Interestingly, Ovis2-34B and Qwen2.5-VL-72B outperform closed-source models like Gemini-2.0 and Claude-3.7-Sonnet
in object manipulation and relative direction.
Qwen2.5-VL-72B benefits from robust video understanding and fine-grained visual grounding, excelling at tracking object re-orientation across views.
The success of open-source models suggests that domain-specific refinements, such as video-focused training,
can enhance orientation and geometric reasoning, offering insights for improving multi-view MLLMs.
| 3D Spatial Reasoning Models |
Avg. |
Attr. |
Cam. Pose |
Count. |
Manip. |
Rel. Dir. |
Rel.
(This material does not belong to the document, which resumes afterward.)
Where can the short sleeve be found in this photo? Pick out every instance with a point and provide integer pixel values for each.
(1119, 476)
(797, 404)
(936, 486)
Dist. |
| VG-LLM (Zheng et al. 2025) | 33.7 | 56.7 | 16.5 | 26.3 | 30.0 | 26.9 | 34.2 |
| AoTD (Shi et al. 2025) | 36.8 | 41.5 | 32.4 | 27.9 | 37.6 | 26.7 | 45.5 |
| VLM-3R (Fan et al. 2025) | 40.3 | 56.1 | 22.7 | 39.4 | 35.9 | 30.9 | 45.6 |
| CoF (Ghazanfari et al. 2025) | 47.8 | 75.7 | 35.8 | 41.4 | 38.7 | 38.7 | 49.0 |
| SpaceR (Ouyang et al. 2025) | 49.7 | 72.8 | 51.1 | 46.2 | 41.2 | 38.1 | 49.4 |
Table 2. Performance of 3D specialized spatial reasoning MLLMs on All-Angles Bench.
Finding 3: 3D specialized spatial reasoning MLLMs close the gap but are often limited to specific subtasks.
Recent MLLMs purpose-built for spatial reasoning, such as SpaceR, VLM-3R, and AoTD, achieve notable gains across spatial subtasks.
In particular, SpaceR scores 51.1 on Camera Pose Estimation, surpassing many general-purpose MLLMs.
However, their strengths are often confined to the specific subtasks they explicitly target.
These results suggest that while injecting spatial priors or specialized architectures helps, it does not yet fully solve the general multi-view challenge.